The river and its vapors jumped off the boats and into the buckets along the riverbank. This is the evolutionary story of Guayaquil’s dish par excellence.
The encebollado (something like ‘onion marinade’) was born from Guayaquil’s riverside culture. Historian Jenny Estrada attributes responsibility for this flagship dish to the gigantic River Guayas running through the city. The steamy riverside kitchens mixed the fish brought in from the sea with yuca (or cassava) torn from the land — experimentation that resulted in a dish that is not prepared at home, but has become a staple of the streets.
No one can resist it, no matter the economic or social status of the eater! Guayaquileños seek it out 24 hours a day and everyone holds his or her huequito (hole-in-the-wall) dear, because every street corner in Guayaquil has its secrets, and every encebollado is unique.
Today, encebollados are easy to track down in Guayaquil. The dish has certainly colonized the city from its original riverside eateries, where buckets full of it served energy and stamina in-a-bowl for those who worked all day at the docks and needed something “hearty” to make it by.
Jenny Estada also explains that a possible precursor was the common potato salad made in many-a-Guayaquil family home, with shredded chicken breast, onions, chopped tomatoes, and grated hard-boiled eggs. The uniqueness here was adding chicken broth on top to make the dish less dry. Another variation was picante: a mashed-yuca-salad with fish and an onion sauce. Whatever the origin, some 35 years ago, encebollado took over city streets.
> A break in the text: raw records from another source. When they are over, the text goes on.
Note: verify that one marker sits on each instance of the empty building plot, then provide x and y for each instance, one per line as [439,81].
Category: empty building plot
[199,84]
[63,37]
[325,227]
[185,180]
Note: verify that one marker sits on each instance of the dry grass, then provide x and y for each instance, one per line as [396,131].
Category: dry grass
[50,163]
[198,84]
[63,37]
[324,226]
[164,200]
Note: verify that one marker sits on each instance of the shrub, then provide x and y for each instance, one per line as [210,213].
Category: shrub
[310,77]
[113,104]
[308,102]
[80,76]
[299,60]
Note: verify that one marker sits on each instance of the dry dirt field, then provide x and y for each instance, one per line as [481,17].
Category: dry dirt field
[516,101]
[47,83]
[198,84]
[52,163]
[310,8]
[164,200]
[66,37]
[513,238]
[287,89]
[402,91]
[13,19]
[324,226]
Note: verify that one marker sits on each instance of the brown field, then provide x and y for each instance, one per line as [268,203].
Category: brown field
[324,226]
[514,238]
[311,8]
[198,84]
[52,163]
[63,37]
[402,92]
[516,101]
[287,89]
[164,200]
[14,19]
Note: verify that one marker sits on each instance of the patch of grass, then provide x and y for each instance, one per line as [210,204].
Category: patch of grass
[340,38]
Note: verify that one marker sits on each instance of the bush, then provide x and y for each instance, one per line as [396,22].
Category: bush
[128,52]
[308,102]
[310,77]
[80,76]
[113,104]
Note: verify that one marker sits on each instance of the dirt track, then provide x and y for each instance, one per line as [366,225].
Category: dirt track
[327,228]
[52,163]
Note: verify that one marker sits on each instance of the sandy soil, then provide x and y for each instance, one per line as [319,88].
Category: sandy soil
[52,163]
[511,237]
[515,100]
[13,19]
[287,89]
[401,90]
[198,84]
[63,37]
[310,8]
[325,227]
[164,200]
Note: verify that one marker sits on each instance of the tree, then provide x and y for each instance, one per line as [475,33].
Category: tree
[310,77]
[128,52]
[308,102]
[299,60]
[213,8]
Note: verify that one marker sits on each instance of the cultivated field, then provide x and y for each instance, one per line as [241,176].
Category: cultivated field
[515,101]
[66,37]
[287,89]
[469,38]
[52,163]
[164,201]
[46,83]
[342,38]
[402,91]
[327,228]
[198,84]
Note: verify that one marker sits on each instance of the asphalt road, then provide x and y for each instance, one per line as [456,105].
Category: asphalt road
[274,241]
Today, you take encebollado to work, you seek it after a night out, you eat it very early in the morning, to start your day. You can serve it with bread, rice or plantain chips, although, as Jenny Estrada would say, these are not necessary: encebollado is a meal in itself. No one agrees on the exact recipe, but albacore tuna, onions, and cilantro are a must. You can also ask for mixed varieties of fish and shrimp, or fish, shrimp, and squid.
He who seeketh encebollado in the river-port-turned-sea-port of Guayaquil should know that its boats and river life are an integral part of the city’s everyday life. And the encebollado is a gift in Guayaquil’s collective memory, a dish that brands its identity on anyone who eats it from the first to the last taste.